Свет, да ты что? Какой он ребёнок? Ему двадцать шесть уже. Или двадцать семь, — я понял, что не могу вспомнить, какой сегодня год.
— Ничего вы в нём не поняли, — сказала она. — Он же мальчик совсем. Славный мальчик. Он же растеряется там, он же пропадет! Он только вид делает, что ему двадцать шесть. Это только физический возраст его, но мальчик он ещё… — она вздохнула, словно всхлипнула. — Будет время заходи. В БАНю. Я тебя теперь буду ждать. Ты придёшь? Со мной многие не хотят знаться. Теперь. Проходят, не здороваются.
— Светик!.. — сказал я и руку к груди приложил. Мы расстались.
И я в себя пришёл совсем. Моя голова проснулась, в ней мысли хлынули, словно прорвало плотину, которая взялась откуда-то, превратив жизнь в оторопь. Их было много, и ослабевшая моя голова не могла справиться с ними сразу, а выстроить и отделить разучилась.

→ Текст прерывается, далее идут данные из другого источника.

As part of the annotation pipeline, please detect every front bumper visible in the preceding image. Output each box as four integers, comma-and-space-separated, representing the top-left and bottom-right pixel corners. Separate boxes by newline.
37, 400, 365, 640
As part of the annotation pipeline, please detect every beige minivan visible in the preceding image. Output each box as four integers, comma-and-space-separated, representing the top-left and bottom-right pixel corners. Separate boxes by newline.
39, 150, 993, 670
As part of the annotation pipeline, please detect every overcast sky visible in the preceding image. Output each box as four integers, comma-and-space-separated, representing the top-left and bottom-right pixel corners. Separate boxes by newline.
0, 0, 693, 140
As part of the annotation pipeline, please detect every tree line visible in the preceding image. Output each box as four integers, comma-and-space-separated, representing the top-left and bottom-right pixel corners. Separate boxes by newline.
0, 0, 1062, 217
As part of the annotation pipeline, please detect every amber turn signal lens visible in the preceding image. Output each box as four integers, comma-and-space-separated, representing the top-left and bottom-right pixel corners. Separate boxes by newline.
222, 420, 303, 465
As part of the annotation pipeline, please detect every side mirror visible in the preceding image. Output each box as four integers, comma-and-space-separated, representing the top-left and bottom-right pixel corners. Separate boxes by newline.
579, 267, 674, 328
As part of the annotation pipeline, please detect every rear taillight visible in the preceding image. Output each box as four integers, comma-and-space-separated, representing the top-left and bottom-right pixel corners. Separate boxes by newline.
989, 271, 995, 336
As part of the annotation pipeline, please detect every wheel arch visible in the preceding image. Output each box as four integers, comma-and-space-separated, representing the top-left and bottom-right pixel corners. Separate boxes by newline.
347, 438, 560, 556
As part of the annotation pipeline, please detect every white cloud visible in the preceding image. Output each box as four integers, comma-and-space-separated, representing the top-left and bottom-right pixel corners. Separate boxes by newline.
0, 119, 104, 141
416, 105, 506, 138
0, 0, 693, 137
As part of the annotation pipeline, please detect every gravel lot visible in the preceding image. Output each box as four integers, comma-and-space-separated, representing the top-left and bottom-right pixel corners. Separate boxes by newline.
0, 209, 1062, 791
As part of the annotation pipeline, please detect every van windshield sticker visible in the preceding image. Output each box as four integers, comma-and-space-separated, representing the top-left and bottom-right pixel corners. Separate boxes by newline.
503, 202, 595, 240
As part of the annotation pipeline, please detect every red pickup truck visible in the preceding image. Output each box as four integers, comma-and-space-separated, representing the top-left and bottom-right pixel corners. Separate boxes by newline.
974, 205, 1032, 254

Это как поток людей, устремляющийся из зала кинотеатра, устремляющийся проскочить узкую дверь, и их тут так много, и всяких сразу. Тут и Пётр с Ильюшкой и Проворов, и все вроде бы по отдельности, будто это и не один человек, а множество. Тут и Света, и Олень с рогами (какой Олень?), и Толстиков, и Женя, и Якутия с Казачком Серёжей. Боже! Разведи!
У кинотеатра я подобрал билет с асфальта, мокрый и с первыми льдышками. На обороте был проштампован сеанс: 18–00, и ниже отштамповано: 20 октября 1973 год. Это, значит, шёл уже к концу семьдесят третий год, и в мире что-то творилось, происходило что-то в жизни, что-то с вами со всеми было — целый год!.. а меня с вами не было… Меня не было! Целый год.
За что?..
В половине двенадцатого стена возле кровати перестала дрожать звуками, и хаос в голове успокаиваться стал, и мысли разделились, распался их взбалмошный хор — я стал думать.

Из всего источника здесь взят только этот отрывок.